More diluted equity markets
Concentration in equity markets is at all-time highs. Five companies make up 22% of the US equity index – Apple, Microsoft, Amazon, Facebook and Alphabet (Google). In China, the situation is even worse; Alibaba and Tencent are 30% of the stock index. These tech giants aren’t going to disappear, all of the businesses consistently generate incredible amounts of revenue. Their time in the sun might be over though.
Two things threaten these businesses and their dominance of equity markets. First is their valuations relative to other industries. While all of the companies are likely to keep growing, investors are becoming more alert to how much it costs to invest in that growth – these stocks are now quite expensive. As the recovery starts to take hold, opportunities are emerging in other sectors. An industrial company may only be growing at half the rate of an Amazon or Google, but if it is a tenth of the price, that starts to look interesting.

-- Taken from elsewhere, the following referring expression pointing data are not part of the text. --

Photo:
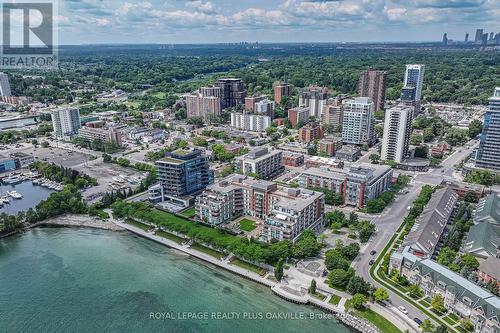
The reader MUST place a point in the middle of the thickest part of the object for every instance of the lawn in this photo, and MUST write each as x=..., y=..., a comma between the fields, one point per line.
x=319, y=296
x=449, y=320
x=335, y=299
x=249, y=266
x=247, y=225
x=139, y=225
x=207, y=250
x=190, y=212
x=380, y=322
x=170, y=236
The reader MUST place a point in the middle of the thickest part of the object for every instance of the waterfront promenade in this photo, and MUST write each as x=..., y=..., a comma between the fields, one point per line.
x=283, y=290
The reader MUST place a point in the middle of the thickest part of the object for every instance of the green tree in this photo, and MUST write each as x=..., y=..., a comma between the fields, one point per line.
x=416, y=139
x=278, y=272
x=358, y=301
x=312, y=287
x=446, y=256
x=437, y=304
x=380, y=295
x=374, y=158
x=427, y=326
x=475, y=127
x=415, y=291
x=470, y=261
x=357, y=285
x=441, y=329
x=338, y=278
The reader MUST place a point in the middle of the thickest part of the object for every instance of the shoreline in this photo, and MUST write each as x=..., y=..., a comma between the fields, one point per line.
x=69, y=221
x=86, y=221
x=353, y=322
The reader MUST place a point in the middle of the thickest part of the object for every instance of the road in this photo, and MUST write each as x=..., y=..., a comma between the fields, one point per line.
x=392, y=217
x=387, y=224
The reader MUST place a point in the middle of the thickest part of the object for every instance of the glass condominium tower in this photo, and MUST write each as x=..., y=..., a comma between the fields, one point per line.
x=488, y=154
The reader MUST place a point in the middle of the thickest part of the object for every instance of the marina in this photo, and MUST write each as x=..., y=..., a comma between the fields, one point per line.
x=23, y=195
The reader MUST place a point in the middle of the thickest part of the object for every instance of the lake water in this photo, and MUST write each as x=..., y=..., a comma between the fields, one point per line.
x=32, y=195
x=82, y=280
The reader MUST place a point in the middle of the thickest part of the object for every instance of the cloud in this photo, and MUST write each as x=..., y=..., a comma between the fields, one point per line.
x=200, y=6
x=165, y=16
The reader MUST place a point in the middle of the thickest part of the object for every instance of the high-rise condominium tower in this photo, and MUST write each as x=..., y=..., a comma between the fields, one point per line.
x=397, y=132
x=488, y=154
x=372, y=83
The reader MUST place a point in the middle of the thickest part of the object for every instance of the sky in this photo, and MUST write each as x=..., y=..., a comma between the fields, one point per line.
x=219, y=21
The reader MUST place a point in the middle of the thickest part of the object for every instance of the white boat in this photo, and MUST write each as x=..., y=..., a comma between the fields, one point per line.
x=15, y=194
x=13, y=179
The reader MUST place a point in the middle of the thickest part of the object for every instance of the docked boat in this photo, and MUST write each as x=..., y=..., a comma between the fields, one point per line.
x=15, y=194
x=15, y=179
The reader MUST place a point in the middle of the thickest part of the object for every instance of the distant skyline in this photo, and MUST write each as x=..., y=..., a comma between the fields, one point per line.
x=220, y=21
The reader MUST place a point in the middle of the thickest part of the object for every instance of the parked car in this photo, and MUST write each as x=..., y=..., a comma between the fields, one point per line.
x=403, y=309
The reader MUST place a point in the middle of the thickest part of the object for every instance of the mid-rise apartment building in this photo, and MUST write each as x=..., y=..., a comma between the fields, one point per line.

At the same time, these massive tech companies are finding out that getting big and powerful means making enemies. Governments around the world are looking at two things in particular – the amount of influence that is wielded on ordinary people, and the amount of cash that is being made. As mentioned earlier, governments are worried about their debts. Taxing big tech companies, wins hearts and minds and helps the bank balance. We expect lots more regulatory scrutiny in the next twelve months, particularly of the biggest names in the world.
ESG goes mainstream
The UK is hosting the UN Climate Change Conference in November 2021. Previous events haven’t really made much impact on the public consciousness. That won’t be true this year.
Just counting the number of television adverts for electric cars suggests that something has changed. Consumer preferences are already shifting towards prioritising environmental, social and governance (ESG) concerns. That trend is not going away. Whether it is sustainable shopping, or clean energy, or ethical considerations about a business, investors need to start getting comfortable with going green.
The key problem with ESG investing has always been consideration of what an investor is missing out on. There have always been far more non-ESG businesses than ESG-friendly ones – the universe has been quite limited. But as consumer habits change, so businesses change. Over the next year or so, companies that wilfully ignore ESG aspects of their business will find it harder and harder to win investment and raise capital. Sooner or later, every portfolio in the world will be a shade of green. As our clients will know, we are ahead of this trend and already incorporate ESG funds into our portfolios.
The other same but different aspect of the new year is Brexit. Like every single one of the past four years, this one has begun with an intense amount of discussion on the UK’s relationship with the EU. However, unlike before, we now have a deal.
Of course, there will still be lots and lots of trade agreements to be done. Indeed, more bilateral trade deals are part of the point of Brexit. However, we are hopeful that the inflammatory nature of the issue will start to die down, as the aspects and negotiations become more and more technical and industry specific. More importantly, distracting headlines about a ‘No Deal’ have disappeared.
Arguments and discussions over the past impact and the future direction of Britain are going to be with us for decades. Where we can, we’ll try to spend the next year thinking about some of the other trends mentioned here, rather than Brexit.
May we take this opportunity to wish you a happy and prosperous new year, with optimism of a better year to come.